The baby baby comes before the brewery baby. And after six years, the brewery baby had nursed its founders dry.

“We’ve been working on this for so long, all these little expenses added up over time and we ran out of money,” said Beaird, a Texas transplant who founded Dauntless with his good friend, Ross Miller. “It wasn’t worth increasing our funding by the amount that we needed to increase it by. And that’s pretty much it."

Despite a seeming dearth of parking and somewhat oddball location, on a wedge of properties between South Tejon Street and East Ramona Avenue owned by Springs restaurateur Joe Coleman and Mike Bristol, of Bristol Brewing, 1647 S. Tejon has birthed a number of successful craft operations.
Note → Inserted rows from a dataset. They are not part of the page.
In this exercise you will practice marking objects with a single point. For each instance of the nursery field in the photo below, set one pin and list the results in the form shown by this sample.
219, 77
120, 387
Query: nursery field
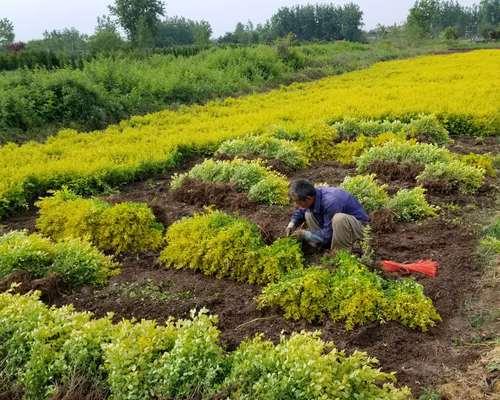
149, 260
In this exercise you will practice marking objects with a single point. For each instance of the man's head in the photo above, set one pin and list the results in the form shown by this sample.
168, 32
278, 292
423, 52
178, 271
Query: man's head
302, 193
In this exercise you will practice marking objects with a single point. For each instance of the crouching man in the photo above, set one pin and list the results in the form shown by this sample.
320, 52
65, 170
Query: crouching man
333, 217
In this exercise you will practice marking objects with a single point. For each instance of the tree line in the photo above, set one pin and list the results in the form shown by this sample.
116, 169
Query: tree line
143, 24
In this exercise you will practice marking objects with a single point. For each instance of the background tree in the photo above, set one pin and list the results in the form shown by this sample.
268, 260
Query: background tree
69, 41
139, 19
181, 31
106, 38
6, 33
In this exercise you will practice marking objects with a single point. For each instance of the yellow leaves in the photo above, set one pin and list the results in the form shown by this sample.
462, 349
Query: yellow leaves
397, 88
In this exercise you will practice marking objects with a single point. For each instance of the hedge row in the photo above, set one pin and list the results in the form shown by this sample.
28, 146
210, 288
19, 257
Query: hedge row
45, 349
76, 262
223, 245
145, 145
125, 227
352, 294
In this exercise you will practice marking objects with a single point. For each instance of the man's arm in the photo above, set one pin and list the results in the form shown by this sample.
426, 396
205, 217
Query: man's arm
325, 234
298, 217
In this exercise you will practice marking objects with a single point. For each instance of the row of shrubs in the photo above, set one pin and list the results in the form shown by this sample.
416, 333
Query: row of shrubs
265, 147
350, 293
407, 204
44, 350
439, 166
227, 246
143, 146
125, 227
223, 245
75, 261
262, 184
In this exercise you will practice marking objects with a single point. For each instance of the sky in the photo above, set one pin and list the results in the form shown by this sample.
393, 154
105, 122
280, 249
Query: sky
32, 17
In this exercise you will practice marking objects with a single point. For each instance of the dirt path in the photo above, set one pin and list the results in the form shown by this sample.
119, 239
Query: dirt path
146, 290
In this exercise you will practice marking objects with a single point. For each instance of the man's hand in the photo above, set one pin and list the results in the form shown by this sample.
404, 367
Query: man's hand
289, 229
301, 234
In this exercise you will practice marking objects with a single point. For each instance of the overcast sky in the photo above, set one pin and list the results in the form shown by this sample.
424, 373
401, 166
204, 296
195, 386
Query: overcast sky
32, 17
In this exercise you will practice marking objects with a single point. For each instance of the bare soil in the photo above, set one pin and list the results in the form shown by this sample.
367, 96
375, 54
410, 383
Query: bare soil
420, 359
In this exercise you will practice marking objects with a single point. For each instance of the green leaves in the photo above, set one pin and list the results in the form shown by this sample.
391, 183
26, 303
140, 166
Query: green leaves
264, 147
227, 246
125, 227
367, 191
411, 205
42, 348
352, 294
74, 260
262, 184
452, 176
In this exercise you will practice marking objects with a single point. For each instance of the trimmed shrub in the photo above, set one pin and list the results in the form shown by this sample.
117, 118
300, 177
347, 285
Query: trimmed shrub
126, 227
264, 147
22, 252
367, 191
407, 304
301, 294
227, 246
42, 348
262, 184
303, 367
403, 152
427, 128
346, 151
452, 176
79, 263
411, 205
66, 214
75, 261
484, 161
352, 294
351, 128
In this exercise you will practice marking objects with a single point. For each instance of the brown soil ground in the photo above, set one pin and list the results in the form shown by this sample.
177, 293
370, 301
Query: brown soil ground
420, 359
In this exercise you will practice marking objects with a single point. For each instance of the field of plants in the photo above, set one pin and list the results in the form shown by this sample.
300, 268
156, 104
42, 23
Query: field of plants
148, 260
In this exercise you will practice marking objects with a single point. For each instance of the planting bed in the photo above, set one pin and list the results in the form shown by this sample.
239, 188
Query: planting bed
146, 289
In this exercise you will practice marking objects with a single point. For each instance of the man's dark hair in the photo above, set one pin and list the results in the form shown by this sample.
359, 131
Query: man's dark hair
301, 189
Bristol was based there until 2013, when it became the anchor brewery at the re-envisioned, remodeled Ivywild School a few blocks away. The city’s first craft distiller, Distillery 291, operated out of the spot until 2021, when it moved to much larger digs on North Nevada Avenue.

“The reason they moved on wasn’t because they failed. It’s because they were successful,” Beaird said.

He’s hoping to find someone to pick up where Dauntless left off, take over the lease and buy the equipment.

“If somebody wants to buy the (Dauntless Brewing) name, we’d sell it for cheap,” Beaird added.

While it’s not a turn-key operation yet, much of the major work has been done, he said. The building’s owners have updated the electrical, plumbing and facade.

“I’d say the biggest thing, if you’re looking to put a brewery in there, is: You’ve got owners that are invested in the place,” Beaird said. “It’s got a lot of the bones required for a brewery to be in there, and honestly the investment is just kind of some polish and kind of making it your own.”

Beaird said he’s already met with a few prospective buyers.

“I really can’t say who, because nothing’s set in stone, but at least one of them is an existing brewery that’s looking to expand,” he said.